After numerous trips to SF, finally went to Alcatraz because of the art and we were glad we did.
The day broke deeply foggy, which was perfect, but had cleared to a lovely blue by afternoon. It was as cold as expected but when it comes to boats, we are sort of like dogs in cars- we want our faces in the wind.
The installation made specifically for Alcatraz is by Ai Weiwei, an artist who scares the Chinese government so much they put him in jail and continue to try to keep him suppressed but as he says,
"The misconception of totalitarianism is that freedom can be imprisoned. This is not the case. When you constrain freedom, freedom will take flight and land on a window sill."
The symbolism of the kite is pretty obvious and set in the decay of a decrepit prison with the sun streaming in the dirty windows, well, it was lovely.
My favorite kite panel.
In the next room, the faces of people who have been imprisoned because of they worked for freedom. The pixilation is because they are made entirely of Legos.

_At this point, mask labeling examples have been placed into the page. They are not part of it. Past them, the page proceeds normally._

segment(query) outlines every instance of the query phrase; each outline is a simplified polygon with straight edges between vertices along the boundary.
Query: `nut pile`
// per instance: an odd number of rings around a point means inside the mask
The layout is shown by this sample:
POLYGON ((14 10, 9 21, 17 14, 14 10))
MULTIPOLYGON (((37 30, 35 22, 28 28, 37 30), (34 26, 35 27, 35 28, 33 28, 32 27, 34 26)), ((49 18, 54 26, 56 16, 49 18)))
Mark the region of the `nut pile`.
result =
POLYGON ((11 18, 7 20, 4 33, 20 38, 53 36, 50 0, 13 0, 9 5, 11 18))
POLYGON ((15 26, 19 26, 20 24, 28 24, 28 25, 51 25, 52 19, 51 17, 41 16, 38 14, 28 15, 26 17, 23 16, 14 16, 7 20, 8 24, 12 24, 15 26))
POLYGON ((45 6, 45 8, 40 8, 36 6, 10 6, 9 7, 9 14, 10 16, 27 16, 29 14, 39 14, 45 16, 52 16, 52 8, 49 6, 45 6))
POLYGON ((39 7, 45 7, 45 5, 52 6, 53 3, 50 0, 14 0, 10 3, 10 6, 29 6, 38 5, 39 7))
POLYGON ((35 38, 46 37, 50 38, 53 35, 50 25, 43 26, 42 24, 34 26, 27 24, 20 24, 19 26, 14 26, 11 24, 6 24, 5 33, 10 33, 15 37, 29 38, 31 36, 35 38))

Dr. MLK and Snowden are here too, but for me the story is that there are so many dissidents I had never heard of, especially in the Arab world and in SE Asia. Some whose faces are here are still in prison, already dead or no one knows.

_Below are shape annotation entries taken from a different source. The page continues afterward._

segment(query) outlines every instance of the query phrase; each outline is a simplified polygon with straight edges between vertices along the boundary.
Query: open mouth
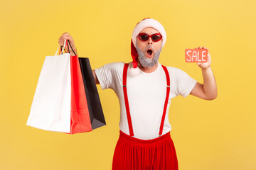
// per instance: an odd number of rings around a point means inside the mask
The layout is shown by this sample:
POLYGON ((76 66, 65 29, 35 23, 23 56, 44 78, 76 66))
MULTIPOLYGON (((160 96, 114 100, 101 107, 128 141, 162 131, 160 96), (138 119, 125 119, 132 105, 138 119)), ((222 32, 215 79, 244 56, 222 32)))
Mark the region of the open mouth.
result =
POLYGON ((149 57, 151 57, 153 55, 153 50, 151 49, 149 49, 146 50, 146 55, 149 57))

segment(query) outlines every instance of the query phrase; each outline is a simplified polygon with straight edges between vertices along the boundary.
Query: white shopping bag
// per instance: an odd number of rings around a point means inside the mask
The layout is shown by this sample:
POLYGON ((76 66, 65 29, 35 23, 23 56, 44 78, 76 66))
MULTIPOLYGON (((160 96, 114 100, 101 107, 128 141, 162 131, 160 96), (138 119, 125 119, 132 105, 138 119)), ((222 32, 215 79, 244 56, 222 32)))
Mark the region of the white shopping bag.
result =
POLYGON ((70 132, 70 54, 57 52, 46 57, 26 125, 70 132))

Another part of the exhibit uses parts of Tibetan solar cookers to create a structure that looks sort of like a giant robot insect with tea pots attached. It can only be viewed through the broken glass of the walkway where armed guards looked down on the prison workshop. (Not easily photographed)
There was also audio installation in solitary and ceramic flowers in the prison psyc ward.
Add to that the usual prison tour and we spent 4 hours and could have stayed longer but our parking meter back on shore was ticking away.
On a lighter note, I had to laugh at the display of prisoner pastimes which included not only Mark's much-loved baseball, but cribbage, a game we have played now for 37 years.
All in all, very impressive and we are glad to have made it here in time. The exhibit closes by the end of the month and I asked a docent what was going to happen to this, as it really is a very site specific work, and he said he wasn't sure but parts of it may go on elsewhere.
Perhaps the Lego floor is our new AIDS quilt.